Albayın ölümü

-HaKiKaT-

Altın Üye
Altın Üye
Katılım
22 Haz 2007
Mesajlar
10,386
Reaction score
0
Puanları
0
'Sır intihar' diyen de var, 'esrarengiz ölüm' diyen de. Haksız da değiller. Olayın üzerinde bir şüphe bulutu var. Terörün memleketi kasıp kavurduğu o zor günlerde en ön safta mücadele etmiş biri Albay Abdülkerim Kırca.

Bölücü teröristlerle girdiği çatışmada yaralandığı için malulen emekli olmuş. O günden beri tekerlekli sandalyeye mahkûm. Eski Cumhurbaşkanı Ahmet Necdet Sezer, 'Devlet Övünç Madalyası' ile taltif etmiş. O günün fotoğrafına bakıyorum, yüzünde ödül almanın mutluluğu yok, acı bir durgunluk dikkat çekiyor.

Güneydoğu'da kimi faili meçhul cinayetlerin sorumlusu olduğu iddiası gündeme gelmiş. Yeni değil, ödül aldığı günlerde, 5 yıl önce yani. Hatta Susurluk raporlarında adı geçmiş. İddialar üzerine hakkında dava da açılmış. Ergenekon kapsamında aranan emekli general Levent Ersöz'ün yakalanması üzerine 'Güneydoğu ve faili meçhuller' gündeme gelince Kırca'nın ismi yeniden hatırlandı. Haberler güncellendi, bazı gazetelerde yer aldı.

Bu da gayet doğal... Medyaya yansıyan yayınlar yeni ve bilinmeyenleri haber vermiyor, eski iddiaları son tartışmalar ışığında anımsatmaktan ibaret. Bu yayınlarla Kırca'nın intiharı arasında doğrudan bağlantı kuranlar oldu. Haberlerden etkilenmiş olabilir. Ana neden bu mu bilmiyoruz. Kırca hakkındaki bilgiler yetersiz. Zor ve sıkıntılı günler geçirdiği ortada. Acaba psikolojik problemleri var mıydı?

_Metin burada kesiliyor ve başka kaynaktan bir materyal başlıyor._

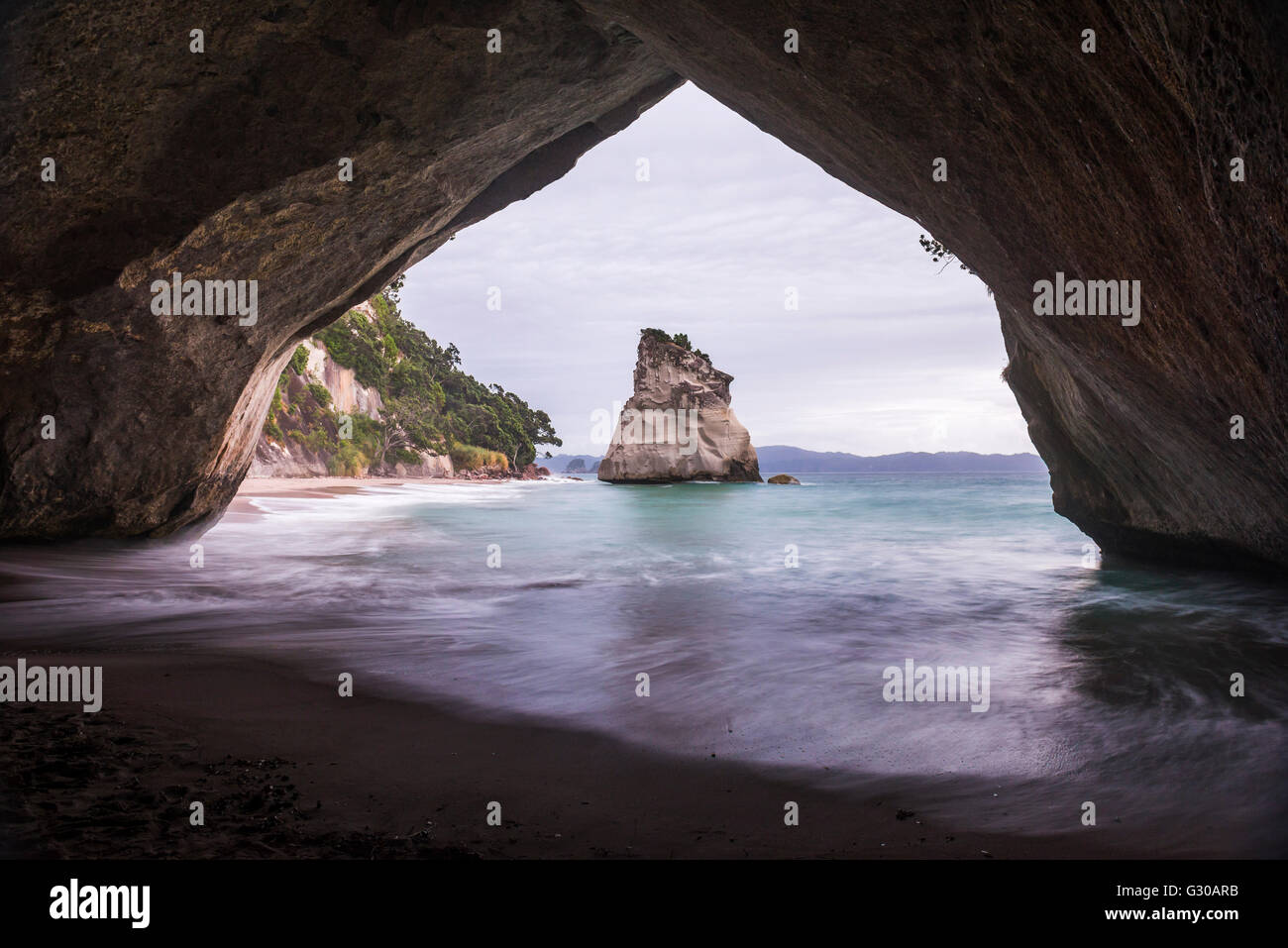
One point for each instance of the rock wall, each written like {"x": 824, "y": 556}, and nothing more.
{"x": 226, "y": 165}
{"x": 678, "y": 425}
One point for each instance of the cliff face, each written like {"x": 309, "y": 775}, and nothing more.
{"x": 222, "y": 165}
{"x": 678, "y": 425}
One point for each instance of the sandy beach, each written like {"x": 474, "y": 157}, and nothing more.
{"x": 287, "y": 768}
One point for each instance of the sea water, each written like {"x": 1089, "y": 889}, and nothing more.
{"x": 765, "y": 618}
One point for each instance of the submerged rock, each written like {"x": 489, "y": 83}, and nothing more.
{"x": 678, "y": 425}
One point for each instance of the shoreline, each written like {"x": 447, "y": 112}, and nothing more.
{"x": 286, "y": 769}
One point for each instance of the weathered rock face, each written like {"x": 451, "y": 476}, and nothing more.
{"x": 678, "y": 425}
{"x": 1107, "y": 165}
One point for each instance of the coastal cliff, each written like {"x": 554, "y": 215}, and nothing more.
{"x": 373, "y": 395}
{"x": 1122, "y": 162}
{"x": 678, "y": 425}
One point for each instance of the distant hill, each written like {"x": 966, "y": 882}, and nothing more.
{"x": 782, "y": 458}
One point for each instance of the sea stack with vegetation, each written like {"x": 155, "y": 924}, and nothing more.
{"x": 372, "y": 394}
{"x": 678, "y": 425}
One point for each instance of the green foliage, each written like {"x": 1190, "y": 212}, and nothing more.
{"x": 348, "y": 462}
{"x": 679, "y": 339}
{"x": 938, "y": 252}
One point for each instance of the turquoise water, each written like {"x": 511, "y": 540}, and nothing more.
{"x": 1107, "y": 683}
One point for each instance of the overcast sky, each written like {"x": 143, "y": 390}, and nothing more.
{"x": 885, "y": 353}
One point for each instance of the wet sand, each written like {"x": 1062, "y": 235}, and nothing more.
{"x": 287, "y": 768}
{"x": 321, "y": 488}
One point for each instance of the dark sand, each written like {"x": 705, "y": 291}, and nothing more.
{"x": 287, "y": 768}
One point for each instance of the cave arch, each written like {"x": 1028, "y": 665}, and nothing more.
{"x": 223, "y": 165}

Kırca, sıradan bir isim değil. Terörün en yoğun olduğu dönemde Güneydoğu'da görev yapmış. Üstelik varlığı uzun süre tartışılan JİTEM'in yetkilisi olarak... Hakkındaki iddialarla ilgili yargı safhası önemliydi. Üç yıl önce başlayan davada pek yol alınamadığı anlaşılıyor. Keşke iddiaların doğruluğu veya yanlışlığı açıklığa kavuşabilseydi.

Gazeteler 'sır intihar' başlığı atarken bir kuşkuyu dile getiriyor aslında. Kuşku şu: Kırca'nın ölümü gerçekten intihar mı? Yoksa başka ihtimaller mi söz konusu? Olay sırasında evde başka birileri var mıydı? İlk anda savcı ve polis ekibi eve niye alınmadı? Şüphelerin ortadan kalkması için olayın çok yönlü araştırılması lazım. Aksi bir bulgu yok, ancak kuşkuların dağılması için derinlemesine tetkik şart.

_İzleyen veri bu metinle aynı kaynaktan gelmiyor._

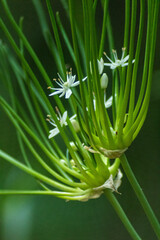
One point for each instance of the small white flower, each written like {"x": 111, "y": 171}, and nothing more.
{"x": 62, "y": 119}
{"x": 108, "y": 103}
{"x": 100, "y": 64}
{"x": 118, "y": 62}
{"x": 65, "y": 87}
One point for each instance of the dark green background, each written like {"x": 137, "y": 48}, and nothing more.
{"x": 45, "y": 217}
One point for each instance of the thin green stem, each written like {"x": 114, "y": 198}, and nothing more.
{"x": 120, "y": 212}
{"x": 140, "y": 195}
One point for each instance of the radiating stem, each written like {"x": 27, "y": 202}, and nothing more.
{"x": 140, "y": 195}
{"x": 117, "y": 207}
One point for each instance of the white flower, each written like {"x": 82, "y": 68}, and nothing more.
{"x": 65, "y": 87}
{"x": 108, "y": 103}
{"x": 100, "y": 64}
{"x": 62, "y": 119}
{"x": 118, "y": 62}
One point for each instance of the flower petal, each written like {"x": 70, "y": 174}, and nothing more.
{"x": 53, "y": 132}
{"x": 68, "y": 93}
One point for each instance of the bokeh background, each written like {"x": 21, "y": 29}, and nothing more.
{"x": 46, "y": 217}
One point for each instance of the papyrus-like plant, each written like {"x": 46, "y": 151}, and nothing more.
{"x": 93, "y": 107}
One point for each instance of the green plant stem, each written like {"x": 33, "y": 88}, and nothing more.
{"x": 117, "y": 207}
{"x": 140, "y": 195}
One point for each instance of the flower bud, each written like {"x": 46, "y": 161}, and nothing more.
{"x": 73, "y": 146}
{"x": 104, "y": 81}
{"x": 75, "y": 125}
{"x": 100, "y": 65}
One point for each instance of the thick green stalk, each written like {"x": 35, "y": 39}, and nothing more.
{"x": 140, "y": 195}
{"x": 117, "y": 207}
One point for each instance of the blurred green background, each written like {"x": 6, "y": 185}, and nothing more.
{"x": 46, "y": 217}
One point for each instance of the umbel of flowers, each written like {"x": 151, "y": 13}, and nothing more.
{"x": 99, "y": 124}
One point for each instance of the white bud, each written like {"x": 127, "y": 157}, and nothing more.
{"x": 75, "y": 125}
{"x": 100, "y": 65}
{"x": 73, "y": 146}
{"x": 104, "y": 81}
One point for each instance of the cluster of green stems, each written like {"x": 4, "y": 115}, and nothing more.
{"x": 98, "y": 134}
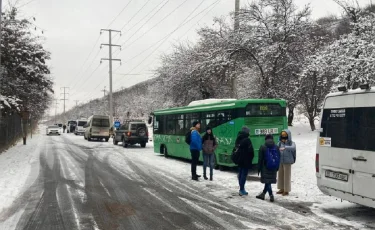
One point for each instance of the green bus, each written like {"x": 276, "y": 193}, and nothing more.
{"x": 226, "y": 118}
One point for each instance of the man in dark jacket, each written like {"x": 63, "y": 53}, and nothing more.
{"x": 246, "y": 155}
{"x": 195, "y": 149}
{"x": 268, "y": 176}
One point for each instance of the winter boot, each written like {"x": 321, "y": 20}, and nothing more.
{"x": 204, "y": 176}
{"x": 261, "y": 196}
{"x": 285, "y": 193}
{"x": 242, "y": 193}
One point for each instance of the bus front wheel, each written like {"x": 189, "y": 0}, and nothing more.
{"x": 165, "y": 151}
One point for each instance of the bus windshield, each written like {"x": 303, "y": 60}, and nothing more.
{"x": 265, "y": 110}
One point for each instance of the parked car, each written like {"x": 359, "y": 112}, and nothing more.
{"x": 97, "y": 127}
{"x": 131, "y": 133}
{"x": 71, "y": 126}
{"x": 80, "y": 129}
{"x": 53, "y": 129}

Kırca hakkındaki haberler üzerine Genelkurmay dün bir açıklama yaptı. Açıklamayı 'medyaya muhtıra' diye yorumlayanlar oldu. Doğrusu üslup ve içerik sert. Askerin Kırca'yı sahiplenmesi doğal, buna kimsenin itirazı olamaz. Nitekim bu sahiplenme Kocatepe Camii'ndeki cenaze merasimine de yansıdı. TSK'nın üst yönetimi, tam kadro cenazedeydi. Genelkurmay açıklamasında yer alan 'medyanın üzerine düşen görevleri yerine getirmek üzere gerekli tedbirleri alma zamanı' vurgusuyla neyi kastettiğini anlamakta zorlandığımı söylemeliyim.

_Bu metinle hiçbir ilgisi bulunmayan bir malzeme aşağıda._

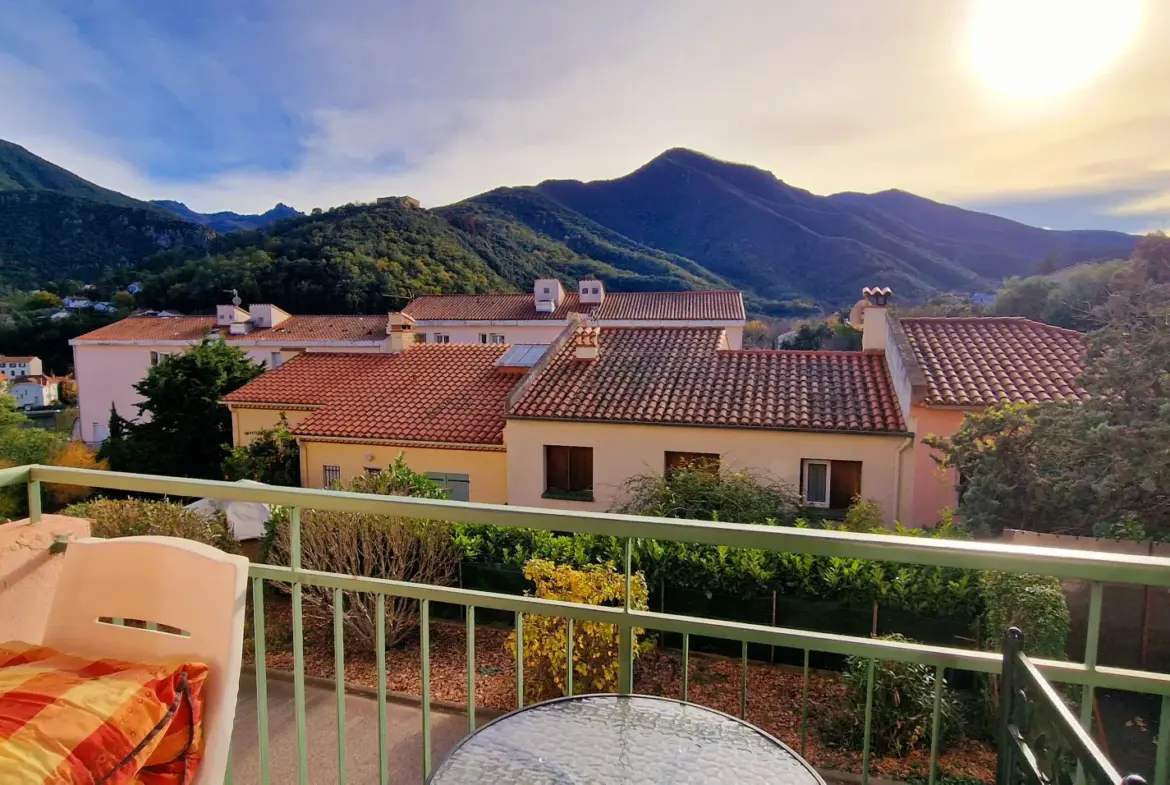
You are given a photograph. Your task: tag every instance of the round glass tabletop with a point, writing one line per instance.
(619, 738)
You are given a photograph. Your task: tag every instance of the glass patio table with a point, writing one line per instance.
(620, 738)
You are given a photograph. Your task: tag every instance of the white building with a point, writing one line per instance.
(20, 366)
(34, 391)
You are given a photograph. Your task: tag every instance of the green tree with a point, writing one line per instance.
(42, 300)
(273, 456)
(188, 427)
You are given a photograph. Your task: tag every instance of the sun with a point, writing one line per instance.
(1037, 48)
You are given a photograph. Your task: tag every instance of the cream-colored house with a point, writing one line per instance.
(611, 404)
(440, 405)
(541, 317)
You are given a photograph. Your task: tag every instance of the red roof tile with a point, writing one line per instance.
(308, 379)
(194, 328)
(681, 377)
(722, 305)
(432, 393)
(981, 360)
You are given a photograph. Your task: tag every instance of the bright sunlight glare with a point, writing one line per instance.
(1037, 48)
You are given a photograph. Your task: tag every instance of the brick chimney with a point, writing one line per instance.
(873, 317)
(400, 329)
(590, 293)
(585, 344)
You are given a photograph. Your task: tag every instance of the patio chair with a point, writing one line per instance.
(166, 580)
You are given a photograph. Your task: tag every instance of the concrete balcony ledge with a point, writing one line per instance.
(29, 572)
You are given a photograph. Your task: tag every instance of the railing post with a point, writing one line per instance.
(1005, 764)
(34, 501)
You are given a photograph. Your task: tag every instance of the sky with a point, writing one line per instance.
(238, 104)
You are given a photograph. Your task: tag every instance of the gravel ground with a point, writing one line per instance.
(775, 693)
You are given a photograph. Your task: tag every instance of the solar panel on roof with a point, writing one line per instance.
(522, 356)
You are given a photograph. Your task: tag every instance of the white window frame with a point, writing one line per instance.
(828, 480)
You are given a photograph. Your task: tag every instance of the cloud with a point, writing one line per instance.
(238, 105)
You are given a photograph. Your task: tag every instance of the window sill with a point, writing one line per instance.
(569, 495)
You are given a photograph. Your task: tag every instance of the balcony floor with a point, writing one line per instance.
(404, 736)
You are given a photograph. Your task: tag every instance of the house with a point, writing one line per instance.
(945, 367)
(110, 360)
(613, 403)
(33, 391)
(541, 317)
(440, 405)
(566, 425)
(20, 366)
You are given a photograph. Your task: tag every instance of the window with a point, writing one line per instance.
(569, 472)
(832, 484)
(458, 486)
(702, 461)
(331, 475)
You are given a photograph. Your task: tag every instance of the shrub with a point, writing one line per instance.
(697, 493)
(594, 644)
(1036, 604)
(273, 456)
(902, 708)
(133, 517)
(77, 455)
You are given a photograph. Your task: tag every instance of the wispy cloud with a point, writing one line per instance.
(241, 104)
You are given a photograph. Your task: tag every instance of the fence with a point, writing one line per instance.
(1098, 569)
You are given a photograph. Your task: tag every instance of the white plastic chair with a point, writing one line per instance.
(167, 580)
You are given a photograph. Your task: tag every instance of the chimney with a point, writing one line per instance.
(548, 294)
(228, 315)
(585, 344)
(590, 293)
(400, 329)
(267, 316)
(873, 317)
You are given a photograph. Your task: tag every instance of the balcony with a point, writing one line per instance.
(277, 738)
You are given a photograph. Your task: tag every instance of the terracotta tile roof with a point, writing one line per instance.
(194, 328)
(432, 392)
(681, 376)
(981, 360)
(308, 379)
(617, 305)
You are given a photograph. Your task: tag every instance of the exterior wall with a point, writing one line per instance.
(514, 334)
(934, 489)
(29, 572)
(625, 450)
(107, 373)
(247, 422)
(487, 469)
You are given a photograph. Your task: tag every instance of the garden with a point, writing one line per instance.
(955, 607)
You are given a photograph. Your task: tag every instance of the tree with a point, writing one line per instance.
(188, 427)
(273, 456)
(757, 335)
(42, 300)
(1100, 467)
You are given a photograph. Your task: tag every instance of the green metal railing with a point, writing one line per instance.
(1095, 567)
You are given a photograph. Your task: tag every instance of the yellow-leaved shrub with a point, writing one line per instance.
(594, 644)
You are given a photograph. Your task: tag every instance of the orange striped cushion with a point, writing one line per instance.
(67, 718)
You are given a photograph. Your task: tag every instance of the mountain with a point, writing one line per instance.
(225, 222)
(55, 226)
(789, 246)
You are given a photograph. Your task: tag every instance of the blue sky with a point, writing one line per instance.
(239, 104)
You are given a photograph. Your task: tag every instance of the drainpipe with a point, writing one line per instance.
(897, 475)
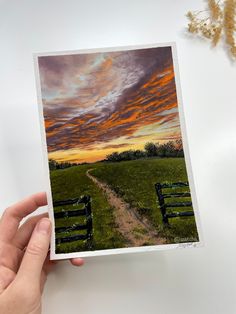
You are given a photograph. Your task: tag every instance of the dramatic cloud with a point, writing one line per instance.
(93, 100)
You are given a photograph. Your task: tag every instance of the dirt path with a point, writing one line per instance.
(135, 229)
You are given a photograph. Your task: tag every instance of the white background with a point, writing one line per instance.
(189, 281)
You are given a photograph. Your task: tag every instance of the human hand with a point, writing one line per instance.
(24, 261)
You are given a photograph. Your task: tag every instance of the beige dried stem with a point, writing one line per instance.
(215, 23)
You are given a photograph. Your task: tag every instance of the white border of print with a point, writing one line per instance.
(53, 255)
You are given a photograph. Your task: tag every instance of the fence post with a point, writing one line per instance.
(161, 203)
(89, 222)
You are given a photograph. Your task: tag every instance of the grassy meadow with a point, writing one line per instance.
(134, 182)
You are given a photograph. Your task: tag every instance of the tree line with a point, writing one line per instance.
(169, 149)
(53, 164)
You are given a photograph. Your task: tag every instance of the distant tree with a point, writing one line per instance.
(113, 157)
(151, 149)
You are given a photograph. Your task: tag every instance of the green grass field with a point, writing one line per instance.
(134, 182)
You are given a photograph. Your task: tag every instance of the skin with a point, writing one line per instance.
(24, 260)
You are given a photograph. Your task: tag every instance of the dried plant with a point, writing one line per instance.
(215, 23)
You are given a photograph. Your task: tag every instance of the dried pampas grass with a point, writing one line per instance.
(215, 23)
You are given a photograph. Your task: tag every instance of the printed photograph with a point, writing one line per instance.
(115, 150)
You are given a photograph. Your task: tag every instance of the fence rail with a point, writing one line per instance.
(172, 195)
(87, 226)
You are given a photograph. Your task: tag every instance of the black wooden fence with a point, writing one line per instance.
(86, 211)
(163, 193)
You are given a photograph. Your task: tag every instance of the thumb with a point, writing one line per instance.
(36, 252)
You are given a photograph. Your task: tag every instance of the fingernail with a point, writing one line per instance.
(44, 226)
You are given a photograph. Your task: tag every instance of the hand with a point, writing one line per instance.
(24, 261)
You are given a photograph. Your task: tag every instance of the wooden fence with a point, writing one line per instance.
(162, 194)
(86, 211)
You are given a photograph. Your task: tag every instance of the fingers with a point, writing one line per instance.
(36, 253)
(6, 277)
(77, 261)
(24, 233)
(12, 216)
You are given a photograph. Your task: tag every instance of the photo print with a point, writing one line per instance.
(115, 150)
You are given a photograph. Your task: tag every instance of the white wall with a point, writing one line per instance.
(190, 281)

'Kişi ve kurumların yargısız infaza tabi tutulması, yargı kararı beklenmeden suçlu ilan edilmesi' ne yazık ki bu topraklarda sıkça karşımıza çıkan bir durum. Bazen kurumlar yargısız infazın bizzat faili olabiliyor. Genelkurmay, açıklamasında bir itirafçının Kırca hakkında dile getirdiği iddiaları kastediyor. Bu iddialar için 'yazılmasın' demek ne kadar doğru? Adı üzerinde iddia... Ve dosya yargıya taşınmış. Eğer iddiaların doğruluk payı yoksa yargıdan döner.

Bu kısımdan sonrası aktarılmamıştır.